NT London number theory seminar: Gaussian distribution of squarefree and B-free numbers in short intervals

regular seminar Sacha Mangerel (Durham)

at:
16:00 - 17:00
KCL, Strand
room: K0.18
abstract:

(Joint with O. Gorodetsky and B. Rodgers) It is of classical interest in analytic number theory to understand the fine-scale distribution of arithmetic sequences such as the primes. For a given length scale h, the number of elements of a ``nice'' sequence in a uniformly randomly selected interval $(x,x+h], 1 \leq x \leq X$, might be expected to follow the statistics of a normally distributed random variable (in suitable ranges of $1 \leq h \leq X$).

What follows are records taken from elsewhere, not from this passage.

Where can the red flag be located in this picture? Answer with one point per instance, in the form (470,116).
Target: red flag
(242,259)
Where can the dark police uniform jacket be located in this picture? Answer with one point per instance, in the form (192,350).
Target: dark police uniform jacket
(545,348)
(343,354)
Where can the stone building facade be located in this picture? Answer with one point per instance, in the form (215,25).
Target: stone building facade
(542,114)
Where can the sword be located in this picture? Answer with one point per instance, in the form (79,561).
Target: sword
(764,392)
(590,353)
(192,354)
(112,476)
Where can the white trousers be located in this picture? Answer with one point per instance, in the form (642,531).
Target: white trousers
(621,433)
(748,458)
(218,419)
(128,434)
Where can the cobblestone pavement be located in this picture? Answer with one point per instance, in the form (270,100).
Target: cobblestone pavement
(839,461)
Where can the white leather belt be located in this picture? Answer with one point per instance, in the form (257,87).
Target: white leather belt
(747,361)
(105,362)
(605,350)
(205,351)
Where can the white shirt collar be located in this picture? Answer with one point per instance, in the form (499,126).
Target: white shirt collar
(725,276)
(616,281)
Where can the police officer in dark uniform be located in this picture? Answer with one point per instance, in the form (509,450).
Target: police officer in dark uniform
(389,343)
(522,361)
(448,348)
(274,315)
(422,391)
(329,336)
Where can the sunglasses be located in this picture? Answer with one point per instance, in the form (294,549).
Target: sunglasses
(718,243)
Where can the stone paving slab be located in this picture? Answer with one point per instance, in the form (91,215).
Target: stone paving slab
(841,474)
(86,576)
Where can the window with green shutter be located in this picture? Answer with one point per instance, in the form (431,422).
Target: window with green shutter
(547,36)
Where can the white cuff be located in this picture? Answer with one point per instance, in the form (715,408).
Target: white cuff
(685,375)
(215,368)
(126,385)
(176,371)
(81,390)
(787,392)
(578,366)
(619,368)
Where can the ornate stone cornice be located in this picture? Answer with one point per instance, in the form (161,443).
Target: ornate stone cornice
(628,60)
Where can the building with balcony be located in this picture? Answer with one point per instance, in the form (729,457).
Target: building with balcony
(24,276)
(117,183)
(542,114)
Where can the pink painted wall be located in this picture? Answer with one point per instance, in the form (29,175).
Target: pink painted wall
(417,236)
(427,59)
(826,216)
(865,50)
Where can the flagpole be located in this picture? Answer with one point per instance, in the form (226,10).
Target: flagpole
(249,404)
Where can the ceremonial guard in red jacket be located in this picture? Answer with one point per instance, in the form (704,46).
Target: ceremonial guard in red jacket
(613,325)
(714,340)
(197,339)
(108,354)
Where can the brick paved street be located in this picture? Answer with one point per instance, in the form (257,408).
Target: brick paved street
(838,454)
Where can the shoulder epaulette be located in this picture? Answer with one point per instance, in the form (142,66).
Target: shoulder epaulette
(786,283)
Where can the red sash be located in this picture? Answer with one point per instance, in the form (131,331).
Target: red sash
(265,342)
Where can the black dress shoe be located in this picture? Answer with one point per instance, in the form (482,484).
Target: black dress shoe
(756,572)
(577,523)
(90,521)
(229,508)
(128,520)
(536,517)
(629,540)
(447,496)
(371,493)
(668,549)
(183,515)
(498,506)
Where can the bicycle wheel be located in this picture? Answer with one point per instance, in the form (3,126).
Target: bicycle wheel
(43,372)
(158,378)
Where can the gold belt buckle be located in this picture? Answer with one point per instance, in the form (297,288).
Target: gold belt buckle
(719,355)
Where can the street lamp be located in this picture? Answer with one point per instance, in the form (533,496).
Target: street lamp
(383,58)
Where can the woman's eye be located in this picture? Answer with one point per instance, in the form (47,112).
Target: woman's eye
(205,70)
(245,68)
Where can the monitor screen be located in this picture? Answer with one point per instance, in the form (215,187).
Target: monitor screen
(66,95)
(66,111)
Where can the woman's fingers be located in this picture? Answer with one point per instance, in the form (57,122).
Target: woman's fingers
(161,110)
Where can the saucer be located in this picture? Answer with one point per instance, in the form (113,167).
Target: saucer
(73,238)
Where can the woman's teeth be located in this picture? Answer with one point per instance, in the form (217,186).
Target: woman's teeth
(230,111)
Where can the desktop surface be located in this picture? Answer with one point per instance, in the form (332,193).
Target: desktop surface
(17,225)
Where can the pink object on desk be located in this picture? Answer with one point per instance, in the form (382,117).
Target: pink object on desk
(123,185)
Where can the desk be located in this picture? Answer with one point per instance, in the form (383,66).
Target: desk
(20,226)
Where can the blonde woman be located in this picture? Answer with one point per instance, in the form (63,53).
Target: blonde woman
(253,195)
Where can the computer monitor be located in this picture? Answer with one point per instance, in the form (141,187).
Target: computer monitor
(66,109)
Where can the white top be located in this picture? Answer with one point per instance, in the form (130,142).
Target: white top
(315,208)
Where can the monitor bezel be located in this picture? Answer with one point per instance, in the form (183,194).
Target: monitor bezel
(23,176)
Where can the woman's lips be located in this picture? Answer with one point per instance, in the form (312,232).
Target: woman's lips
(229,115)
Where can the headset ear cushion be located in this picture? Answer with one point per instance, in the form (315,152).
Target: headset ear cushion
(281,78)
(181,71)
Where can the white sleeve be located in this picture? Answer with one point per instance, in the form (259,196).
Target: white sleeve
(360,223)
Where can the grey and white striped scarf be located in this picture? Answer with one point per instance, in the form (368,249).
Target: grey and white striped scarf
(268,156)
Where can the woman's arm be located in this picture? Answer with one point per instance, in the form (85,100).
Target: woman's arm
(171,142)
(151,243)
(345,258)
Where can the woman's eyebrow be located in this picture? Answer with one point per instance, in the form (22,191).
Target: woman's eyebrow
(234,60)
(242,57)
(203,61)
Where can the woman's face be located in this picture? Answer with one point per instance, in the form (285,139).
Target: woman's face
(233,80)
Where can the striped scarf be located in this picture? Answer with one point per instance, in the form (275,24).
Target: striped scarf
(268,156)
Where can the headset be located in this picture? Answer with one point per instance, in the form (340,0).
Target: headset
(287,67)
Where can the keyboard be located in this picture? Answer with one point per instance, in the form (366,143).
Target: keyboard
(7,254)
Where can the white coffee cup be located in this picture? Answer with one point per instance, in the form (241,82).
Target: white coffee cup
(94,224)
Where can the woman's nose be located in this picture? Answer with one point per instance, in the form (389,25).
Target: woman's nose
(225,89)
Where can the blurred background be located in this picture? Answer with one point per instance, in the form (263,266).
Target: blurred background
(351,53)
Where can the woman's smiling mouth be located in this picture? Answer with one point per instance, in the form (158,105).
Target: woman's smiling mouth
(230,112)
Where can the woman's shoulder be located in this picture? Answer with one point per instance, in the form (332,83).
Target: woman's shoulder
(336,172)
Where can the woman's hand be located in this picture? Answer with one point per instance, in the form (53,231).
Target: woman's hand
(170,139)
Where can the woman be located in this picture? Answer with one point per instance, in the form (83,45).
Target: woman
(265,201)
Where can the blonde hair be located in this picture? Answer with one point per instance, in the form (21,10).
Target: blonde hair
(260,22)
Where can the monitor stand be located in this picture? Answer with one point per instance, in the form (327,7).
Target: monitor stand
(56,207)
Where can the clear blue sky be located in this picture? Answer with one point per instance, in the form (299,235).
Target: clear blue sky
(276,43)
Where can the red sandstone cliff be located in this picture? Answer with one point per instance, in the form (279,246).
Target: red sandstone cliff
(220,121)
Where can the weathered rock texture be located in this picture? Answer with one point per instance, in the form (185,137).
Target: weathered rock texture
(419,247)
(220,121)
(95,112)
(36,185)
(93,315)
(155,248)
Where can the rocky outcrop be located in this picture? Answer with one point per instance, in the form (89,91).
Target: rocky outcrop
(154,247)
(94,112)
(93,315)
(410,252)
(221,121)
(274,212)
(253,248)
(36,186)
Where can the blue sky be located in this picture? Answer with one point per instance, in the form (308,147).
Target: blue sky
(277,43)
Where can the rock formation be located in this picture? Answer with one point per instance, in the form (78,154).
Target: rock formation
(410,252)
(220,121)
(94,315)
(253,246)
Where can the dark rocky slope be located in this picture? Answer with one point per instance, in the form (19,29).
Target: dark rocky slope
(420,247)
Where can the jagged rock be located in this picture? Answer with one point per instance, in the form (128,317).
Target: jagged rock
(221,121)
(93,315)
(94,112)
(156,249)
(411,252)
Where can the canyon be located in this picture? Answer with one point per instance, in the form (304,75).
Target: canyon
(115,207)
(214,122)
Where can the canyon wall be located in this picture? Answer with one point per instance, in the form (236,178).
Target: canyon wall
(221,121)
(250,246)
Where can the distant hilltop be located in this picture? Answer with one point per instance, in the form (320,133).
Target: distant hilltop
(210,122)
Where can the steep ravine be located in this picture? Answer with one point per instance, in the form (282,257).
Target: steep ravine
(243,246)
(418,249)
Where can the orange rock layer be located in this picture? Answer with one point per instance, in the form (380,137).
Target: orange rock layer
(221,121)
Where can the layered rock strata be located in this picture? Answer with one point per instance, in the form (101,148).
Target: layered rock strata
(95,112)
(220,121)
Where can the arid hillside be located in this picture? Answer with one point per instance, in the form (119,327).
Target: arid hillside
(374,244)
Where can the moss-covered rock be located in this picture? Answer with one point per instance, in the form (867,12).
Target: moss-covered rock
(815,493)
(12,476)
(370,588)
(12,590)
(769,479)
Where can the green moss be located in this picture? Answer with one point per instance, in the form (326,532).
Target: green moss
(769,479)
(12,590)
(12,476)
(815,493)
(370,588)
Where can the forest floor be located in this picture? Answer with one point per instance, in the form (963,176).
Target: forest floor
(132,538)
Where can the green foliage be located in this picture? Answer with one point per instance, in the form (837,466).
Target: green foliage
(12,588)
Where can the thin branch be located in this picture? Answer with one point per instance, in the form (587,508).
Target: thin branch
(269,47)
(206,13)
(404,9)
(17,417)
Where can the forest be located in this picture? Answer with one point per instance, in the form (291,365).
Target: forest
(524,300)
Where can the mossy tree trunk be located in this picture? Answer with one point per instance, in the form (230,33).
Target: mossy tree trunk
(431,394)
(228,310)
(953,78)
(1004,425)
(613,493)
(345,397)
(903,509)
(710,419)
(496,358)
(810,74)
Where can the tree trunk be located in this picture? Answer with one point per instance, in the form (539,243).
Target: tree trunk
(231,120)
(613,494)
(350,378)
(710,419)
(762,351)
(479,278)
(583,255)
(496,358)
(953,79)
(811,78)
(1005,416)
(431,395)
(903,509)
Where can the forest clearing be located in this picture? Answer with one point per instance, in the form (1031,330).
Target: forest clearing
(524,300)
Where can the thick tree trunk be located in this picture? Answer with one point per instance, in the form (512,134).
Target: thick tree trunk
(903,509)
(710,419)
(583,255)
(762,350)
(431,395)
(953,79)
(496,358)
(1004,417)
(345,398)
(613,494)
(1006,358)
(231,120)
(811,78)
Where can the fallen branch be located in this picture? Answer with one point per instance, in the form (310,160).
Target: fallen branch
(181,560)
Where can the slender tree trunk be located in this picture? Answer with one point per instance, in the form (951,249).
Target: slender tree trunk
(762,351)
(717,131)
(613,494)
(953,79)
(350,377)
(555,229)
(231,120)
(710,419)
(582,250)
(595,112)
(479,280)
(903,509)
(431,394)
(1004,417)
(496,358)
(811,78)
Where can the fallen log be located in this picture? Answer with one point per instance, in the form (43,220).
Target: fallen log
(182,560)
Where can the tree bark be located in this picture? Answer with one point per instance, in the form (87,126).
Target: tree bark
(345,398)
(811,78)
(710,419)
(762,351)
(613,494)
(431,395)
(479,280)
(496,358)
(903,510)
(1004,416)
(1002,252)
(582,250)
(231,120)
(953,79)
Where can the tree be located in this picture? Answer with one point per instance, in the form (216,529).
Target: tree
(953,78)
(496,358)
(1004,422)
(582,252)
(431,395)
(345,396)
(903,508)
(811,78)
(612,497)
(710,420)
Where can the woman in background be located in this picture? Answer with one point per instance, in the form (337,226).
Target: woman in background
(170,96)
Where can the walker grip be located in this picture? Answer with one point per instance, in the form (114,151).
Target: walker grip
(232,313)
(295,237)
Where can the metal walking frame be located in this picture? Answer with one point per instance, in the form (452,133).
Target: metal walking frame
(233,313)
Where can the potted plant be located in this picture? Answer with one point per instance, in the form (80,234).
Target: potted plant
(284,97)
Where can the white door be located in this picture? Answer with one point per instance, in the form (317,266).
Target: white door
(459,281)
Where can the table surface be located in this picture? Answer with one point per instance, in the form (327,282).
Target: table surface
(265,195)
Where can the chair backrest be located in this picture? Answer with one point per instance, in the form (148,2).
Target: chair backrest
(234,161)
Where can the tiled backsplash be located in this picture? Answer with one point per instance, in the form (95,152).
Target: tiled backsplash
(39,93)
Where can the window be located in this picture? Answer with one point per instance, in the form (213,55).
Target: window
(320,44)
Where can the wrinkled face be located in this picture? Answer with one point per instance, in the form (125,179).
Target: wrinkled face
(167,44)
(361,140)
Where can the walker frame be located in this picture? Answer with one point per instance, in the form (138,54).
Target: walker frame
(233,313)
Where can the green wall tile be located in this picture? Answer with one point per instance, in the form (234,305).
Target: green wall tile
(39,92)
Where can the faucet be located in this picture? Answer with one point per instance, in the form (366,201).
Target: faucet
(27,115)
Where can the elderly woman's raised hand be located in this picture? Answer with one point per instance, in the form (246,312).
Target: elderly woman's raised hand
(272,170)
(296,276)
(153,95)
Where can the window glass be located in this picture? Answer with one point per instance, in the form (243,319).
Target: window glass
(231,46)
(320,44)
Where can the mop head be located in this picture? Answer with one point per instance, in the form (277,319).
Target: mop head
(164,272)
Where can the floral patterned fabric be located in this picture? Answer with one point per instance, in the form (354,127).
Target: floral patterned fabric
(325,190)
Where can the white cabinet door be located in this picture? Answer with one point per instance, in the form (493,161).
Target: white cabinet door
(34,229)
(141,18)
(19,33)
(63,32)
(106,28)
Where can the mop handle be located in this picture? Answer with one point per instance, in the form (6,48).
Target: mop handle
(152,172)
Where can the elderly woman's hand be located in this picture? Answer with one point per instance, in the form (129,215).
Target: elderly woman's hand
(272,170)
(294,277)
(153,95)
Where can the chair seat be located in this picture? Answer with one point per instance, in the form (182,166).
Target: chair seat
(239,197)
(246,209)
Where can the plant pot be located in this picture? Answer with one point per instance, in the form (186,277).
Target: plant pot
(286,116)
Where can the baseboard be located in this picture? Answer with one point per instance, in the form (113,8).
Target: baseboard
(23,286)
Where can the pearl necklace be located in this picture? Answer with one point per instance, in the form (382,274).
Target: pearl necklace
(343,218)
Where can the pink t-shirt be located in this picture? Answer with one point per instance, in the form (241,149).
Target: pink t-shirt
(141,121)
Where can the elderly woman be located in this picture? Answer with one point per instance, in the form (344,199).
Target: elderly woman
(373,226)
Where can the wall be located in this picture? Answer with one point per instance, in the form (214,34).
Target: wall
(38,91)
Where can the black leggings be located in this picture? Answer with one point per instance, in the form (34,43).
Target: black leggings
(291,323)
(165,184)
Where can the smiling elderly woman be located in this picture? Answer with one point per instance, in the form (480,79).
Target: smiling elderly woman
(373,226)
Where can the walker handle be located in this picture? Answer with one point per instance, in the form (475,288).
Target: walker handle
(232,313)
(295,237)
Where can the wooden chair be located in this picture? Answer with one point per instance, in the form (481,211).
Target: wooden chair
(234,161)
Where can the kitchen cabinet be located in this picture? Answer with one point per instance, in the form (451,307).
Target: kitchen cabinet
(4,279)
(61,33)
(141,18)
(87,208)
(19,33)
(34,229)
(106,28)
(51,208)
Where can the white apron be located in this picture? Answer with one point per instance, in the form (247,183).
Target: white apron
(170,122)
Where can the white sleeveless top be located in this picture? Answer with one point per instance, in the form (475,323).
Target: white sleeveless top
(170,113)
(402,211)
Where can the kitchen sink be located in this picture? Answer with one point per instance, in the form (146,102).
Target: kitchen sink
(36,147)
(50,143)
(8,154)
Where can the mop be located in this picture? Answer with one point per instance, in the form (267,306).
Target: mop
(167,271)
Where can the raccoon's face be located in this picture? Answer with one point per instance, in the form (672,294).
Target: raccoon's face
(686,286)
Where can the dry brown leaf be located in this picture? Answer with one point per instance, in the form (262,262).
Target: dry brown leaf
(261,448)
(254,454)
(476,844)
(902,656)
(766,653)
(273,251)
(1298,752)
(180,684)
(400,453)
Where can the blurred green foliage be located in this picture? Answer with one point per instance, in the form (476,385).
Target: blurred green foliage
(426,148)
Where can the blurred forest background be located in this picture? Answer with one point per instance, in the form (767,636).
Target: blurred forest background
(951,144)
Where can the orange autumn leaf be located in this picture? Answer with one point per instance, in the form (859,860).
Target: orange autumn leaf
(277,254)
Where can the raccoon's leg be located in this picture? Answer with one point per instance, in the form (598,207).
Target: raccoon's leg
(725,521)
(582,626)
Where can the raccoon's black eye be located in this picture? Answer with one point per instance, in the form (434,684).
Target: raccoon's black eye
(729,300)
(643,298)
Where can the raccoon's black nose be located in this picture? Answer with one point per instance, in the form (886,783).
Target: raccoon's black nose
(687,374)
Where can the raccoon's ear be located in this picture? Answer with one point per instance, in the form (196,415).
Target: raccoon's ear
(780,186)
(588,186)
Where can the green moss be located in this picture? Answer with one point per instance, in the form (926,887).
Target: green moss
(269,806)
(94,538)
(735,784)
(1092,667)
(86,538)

Following the work of Montgomery and Soundararajan, this is known to be true for the primes, but only if we assume several deep and long-standing conjectures among which the Riemann Hypothesis.

As a model for the primes, in this talk I will address such statistical questions for the sequence of squarefree numbers, i.e., numbers not divisible by the square of any prime, among other related ``sifted'' sequences called B-free numbers. I hope to further motivate and explain our main result that shows, unconditionally, that short interval counts of squarefree numbers do satisfy Gaussian statistics, answering several questions of R.R. Hall.